Akumulator ma pojemność 64,8 kWh netto, co – według normy WLTP – powinno wystarczyć na przejechanie 460 km. A jak to wygląda w rzeczywistości? W dużej mierze zależy to od tego, jak będziecie jeździli i gdzie (od czego zależy zasięg w elektrycznym samochodzie możecie przeczytać TUTAJ). W moim przypadku zużycie energii w mieście i na bocznych drogach (prędkości 50-80 km/h) wynosiło zaledwie 13 kWh, co oznacza, iż na baterii przejechać można 500 km! Ale na drodze szybkiego ruchu przy przepisowych 120 km/h rosło do około 20 kWh, co pozwoli na pokonanie nieco ponad 300 km.

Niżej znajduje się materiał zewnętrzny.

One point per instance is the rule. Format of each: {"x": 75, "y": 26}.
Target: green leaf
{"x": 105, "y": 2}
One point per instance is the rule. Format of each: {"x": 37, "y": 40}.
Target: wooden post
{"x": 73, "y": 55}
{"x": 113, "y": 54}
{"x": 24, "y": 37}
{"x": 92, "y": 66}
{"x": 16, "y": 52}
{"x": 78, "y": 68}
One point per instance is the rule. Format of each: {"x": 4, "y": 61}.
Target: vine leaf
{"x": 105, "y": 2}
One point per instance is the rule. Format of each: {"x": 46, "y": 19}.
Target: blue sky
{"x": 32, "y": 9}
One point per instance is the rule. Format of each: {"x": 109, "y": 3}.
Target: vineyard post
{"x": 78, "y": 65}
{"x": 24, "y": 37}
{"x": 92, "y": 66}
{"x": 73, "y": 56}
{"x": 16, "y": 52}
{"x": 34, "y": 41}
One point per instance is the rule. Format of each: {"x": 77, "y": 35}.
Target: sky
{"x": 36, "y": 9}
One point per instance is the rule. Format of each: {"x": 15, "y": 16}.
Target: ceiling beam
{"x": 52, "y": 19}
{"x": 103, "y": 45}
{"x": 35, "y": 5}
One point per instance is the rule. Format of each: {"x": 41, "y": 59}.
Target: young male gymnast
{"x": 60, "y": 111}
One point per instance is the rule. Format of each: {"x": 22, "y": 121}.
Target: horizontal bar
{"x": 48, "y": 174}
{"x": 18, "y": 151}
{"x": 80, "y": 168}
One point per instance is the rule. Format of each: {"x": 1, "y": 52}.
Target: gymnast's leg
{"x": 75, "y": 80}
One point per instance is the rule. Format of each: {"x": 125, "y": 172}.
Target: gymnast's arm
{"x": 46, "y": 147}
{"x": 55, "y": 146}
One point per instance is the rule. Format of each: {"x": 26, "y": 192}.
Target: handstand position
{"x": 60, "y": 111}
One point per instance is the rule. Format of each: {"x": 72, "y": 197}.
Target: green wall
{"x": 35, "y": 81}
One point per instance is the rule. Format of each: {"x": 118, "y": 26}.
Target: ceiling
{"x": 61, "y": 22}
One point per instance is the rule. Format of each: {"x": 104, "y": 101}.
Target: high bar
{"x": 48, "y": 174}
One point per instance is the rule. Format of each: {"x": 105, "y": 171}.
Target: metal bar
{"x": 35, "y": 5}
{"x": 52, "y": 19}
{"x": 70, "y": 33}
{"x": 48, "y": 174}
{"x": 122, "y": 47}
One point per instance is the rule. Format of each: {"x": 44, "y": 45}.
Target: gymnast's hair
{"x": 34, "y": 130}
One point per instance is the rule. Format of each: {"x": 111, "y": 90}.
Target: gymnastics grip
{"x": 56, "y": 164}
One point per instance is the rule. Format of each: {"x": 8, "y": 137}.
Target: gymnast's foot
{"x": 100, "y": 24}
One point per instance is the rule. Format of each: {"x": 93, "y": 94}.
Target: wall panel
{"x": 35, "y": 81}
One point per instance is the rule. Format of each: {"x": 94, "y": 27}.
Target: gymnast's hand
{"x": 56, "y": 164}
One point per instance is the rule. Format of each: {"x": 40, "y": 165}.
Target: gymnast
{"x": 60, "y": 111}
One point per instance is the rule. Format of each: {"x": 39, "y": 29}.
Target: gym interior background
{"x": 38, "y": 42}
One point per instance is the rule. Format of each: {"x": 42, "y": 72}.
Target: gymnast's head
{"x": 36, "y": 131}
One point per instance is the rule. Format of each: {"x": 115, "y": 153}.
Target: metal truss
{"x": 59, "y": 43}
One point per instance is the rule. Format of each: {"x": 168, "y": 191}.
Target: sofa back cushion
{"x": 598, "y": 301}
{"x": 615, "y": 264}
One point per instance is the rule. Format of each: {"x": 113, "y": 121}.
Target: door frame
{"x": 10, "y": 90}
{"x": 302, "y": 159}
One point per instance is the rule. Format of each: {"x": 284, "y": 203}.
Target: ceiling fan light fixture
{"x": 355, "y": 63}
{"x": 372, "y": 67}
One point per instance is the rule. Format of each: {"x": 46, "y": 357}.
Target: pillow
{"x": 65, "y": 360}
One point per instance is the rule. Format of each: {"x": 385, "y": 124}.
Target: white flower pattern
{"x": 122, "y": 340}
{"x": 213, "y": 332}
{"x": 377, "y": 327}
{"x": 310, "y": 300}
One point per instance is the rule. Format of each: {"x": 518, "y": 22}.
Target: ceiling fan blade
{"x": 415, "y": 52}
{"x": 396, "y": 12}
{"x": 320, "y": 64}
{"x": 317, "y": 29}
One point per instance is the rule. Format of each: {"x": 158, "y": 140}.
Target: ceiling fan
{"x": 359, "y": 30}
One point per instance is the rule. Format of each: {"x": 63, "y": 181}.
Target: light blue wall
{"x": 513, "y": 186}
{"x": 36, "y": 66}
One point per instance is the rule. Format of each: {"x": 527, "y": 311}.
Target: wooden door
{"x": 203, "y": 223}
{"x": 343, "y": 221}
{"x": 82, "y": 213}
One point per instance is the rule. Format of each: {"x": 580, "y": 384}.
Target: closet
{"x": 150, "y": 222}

W obu przypadkach temperatury na zewnątrz wynosiły 12-13 stopni, więc auto zużywało energię również na ogrzanie kabiny.

Ładowarka pokładowa Niro EV ma moc 11 kW, co oznacza, iż w domowych warunkach, przy skorzystaniu z wallboxa, napełnicie akumulatory od 0 do 100 proc. w 6 godzin i 20 minut. Czyli rozładowane, podpięte o północy do prądu auto, będzie w pełni gotowe do jazdy tuż po 6 rano. Ładny wynik. Oczywiście da się je naładować jeszcze szybciej, bo ma złącze CCS przystosowane do prądu stałego. Wówczas zewnętrzna ładowarka o mocy 100 kW napełni baterię do 80 proc. w 43 minuty, a do 100 proc. w około godzinę.

Wszystkie te parametry sprawiają, iż nie należy traktować Niro EV, wyłącznie jako „elektryka do miasta”. Zasięg, szybkość ładowania, zużycie energii, przestronność wnętrza, pojemność bagażnika – wszystko to predestynuje go do bycia elektrykiem uniwersalnym, któremu niestraszny jest wypad nad morze, czy w góry.

Kia po raz kolejny udowodniła, iż samochód elektryczny nie musi być nudny. Że może wyglądać inaczej, przyciągać spojrzenia, jeździć lepiej i ciszej i po prostu cieszyć. To chyba słowo najlepiej opisujące istotę tego samochodu – Kia Niro EV cieszy. Jeździłem nią przez kilka dni i byłem bardzo, naprawdę bardzo zadowolony. Sądząc po minach ludzi, których mijałem – oni również. Kia sama z siebie też powinna być zadowolona. Bo zbudowała kolejne auto, które zmienia jej wizerunek.